Type server is also preferred if a component is a controller and (webhook) server at the same time.

You can read more about the webhook’s internals in High Availability Config.

gardenlet Internals

Make sure you have read the above document about the webhook internals before continuing reading this section.

Seed Controller

The gardenlet performs the following changes on all namespaces running seed system components:

  • adds the label high-availability-config.resources.gardener.cloud/consider=true.
  • adds the annotation high-availability-config.resources.gardener.cloud/zones=<zones>, where <zones> is the list provided in .spec.provider.zones[] in the Seed specification.

Note that neither the high-availability-config.resources.gardener.cloud/failure-tolerance-type, nor the high-availability-config.resources.gardener.cloud/zone-pinning annotations are set, hence the node affinity would never be touched by the webhook.

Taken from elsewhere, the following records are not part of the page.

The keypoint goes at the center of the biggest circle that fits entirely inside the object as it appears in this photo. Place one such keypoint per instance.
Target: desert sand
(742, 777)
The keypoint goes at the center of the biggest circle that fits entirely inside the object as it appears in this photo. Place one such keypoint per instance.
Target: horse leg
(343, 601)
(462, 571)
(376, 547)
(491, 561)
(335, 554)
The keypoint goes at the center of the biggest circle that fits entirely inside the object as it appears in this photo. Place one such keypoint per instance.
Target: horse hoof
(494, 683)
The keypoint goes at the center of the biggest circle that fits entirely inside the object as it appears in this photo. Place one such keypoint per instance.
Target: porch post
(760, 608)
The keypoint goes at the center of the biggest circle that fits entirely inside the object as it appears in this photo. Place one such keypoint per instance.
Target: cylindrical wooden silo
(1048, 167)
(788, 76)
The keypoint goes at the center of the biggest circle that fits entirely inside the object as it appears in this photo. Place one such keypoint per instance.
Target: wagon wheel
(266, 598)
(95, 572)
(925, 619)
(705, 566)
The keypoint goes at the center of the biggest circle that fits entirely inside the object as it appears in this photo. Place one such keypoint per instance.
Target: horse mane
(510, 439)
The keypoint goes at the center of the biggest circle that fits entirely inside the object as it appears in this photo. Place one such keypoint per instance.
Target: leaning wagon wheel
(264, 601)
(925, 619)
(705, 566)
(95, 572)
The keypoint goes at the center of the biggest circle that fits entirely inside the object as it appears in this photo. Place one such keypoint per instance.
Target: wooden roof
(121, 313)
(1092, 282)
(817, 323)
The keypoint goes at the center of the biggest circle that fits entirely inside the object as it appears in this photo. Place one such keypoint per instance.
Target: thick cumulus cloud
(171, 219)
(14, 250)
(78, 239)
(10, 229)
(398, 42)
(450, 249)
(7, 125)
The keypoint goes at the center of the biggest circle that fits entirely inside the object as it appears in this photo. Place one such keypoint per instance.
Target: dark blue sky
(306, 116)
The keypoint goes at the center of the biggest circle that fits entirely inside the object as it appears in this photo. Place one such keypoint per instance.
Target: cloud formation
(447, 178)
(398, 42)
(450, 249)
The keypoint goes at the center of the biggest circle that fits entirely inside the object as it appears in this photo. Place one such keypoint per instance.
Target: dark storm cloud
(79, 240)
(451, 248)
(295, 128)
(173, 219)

The only exception to this rule are the istio ingress gateway namespaces. This includes the default istio ingress gateway when SNI is enabled, as well as analogous namespaces for exposure classes and zone-specific istio ingress gateways. Those namespaces will additionally be annotated with high-availability-config.resources.gardener.cloud/zone-pinning set to true, resulting in the node affinities and the topology spread constraints being set. The replicas are not touched, as the istio ingress gateways are scaled by a horizontal autoscaler instance.

Shoot Controller

Control Plane

The gardenlet performs the following changes on the namespace running the shoot control plane components:

  • adds the label high-availability-config.resources.gardener.cloud/consider=true. This makes the webhook mutate the replica count and the topology spread constraints.
  • adds the annotation high-availability-config.resources.gardener.cloud/failure-tolerance-type with value equal to .spec.controlPlane.highAvailability.failureTolerance.type (or "", if .spec.controlPlane.highAvailability=nil). This makes the webhook mutate the node affinity according to the specified zone(s).
  • adds the annotation high-availability-config.resources.gardener.cloud/zones=<zones>, where <zones> is a …
    • … random zone chosen from the .spec.provider.zones[] list in the Seed specification (always only one zone (even if there are multiple available in the seed cluster)) in case the Shoot has no HA setting (i.e., spec.controlPlane.highAvailability=nil) or when the Shoot has HA setting with failure tolerance type node.
    • … list of three randomly chosen zones from the .spec.provider.zones[] list in the Seed specification in case the Shoot has HA setting with failure tolerance type zone.

System Components

The gardenlet performs the following changes on all namespaces running shoot system components:

  • adds the label high-availability-config.resources.gardener.cloud/consider=true. This makes the webhook mutate the replica count and the topology spread constraints.
  • adds the annotation high-availability-config.resources.gardener.cloud/zones=<zones> where <zones> is the merged list of zones provided in .zones[] with systemComponents.allow=true for all worker pools in .spec.provider.workers[] in the Shoot specification.

Note that neither the high-availability-config.resources.gardener.cloud/failure-tolerance-type, nor the high-availability-config.resources.gardener.cloud/zone-pinning annotations are set, hence the node affinity would never be touched by the webhook.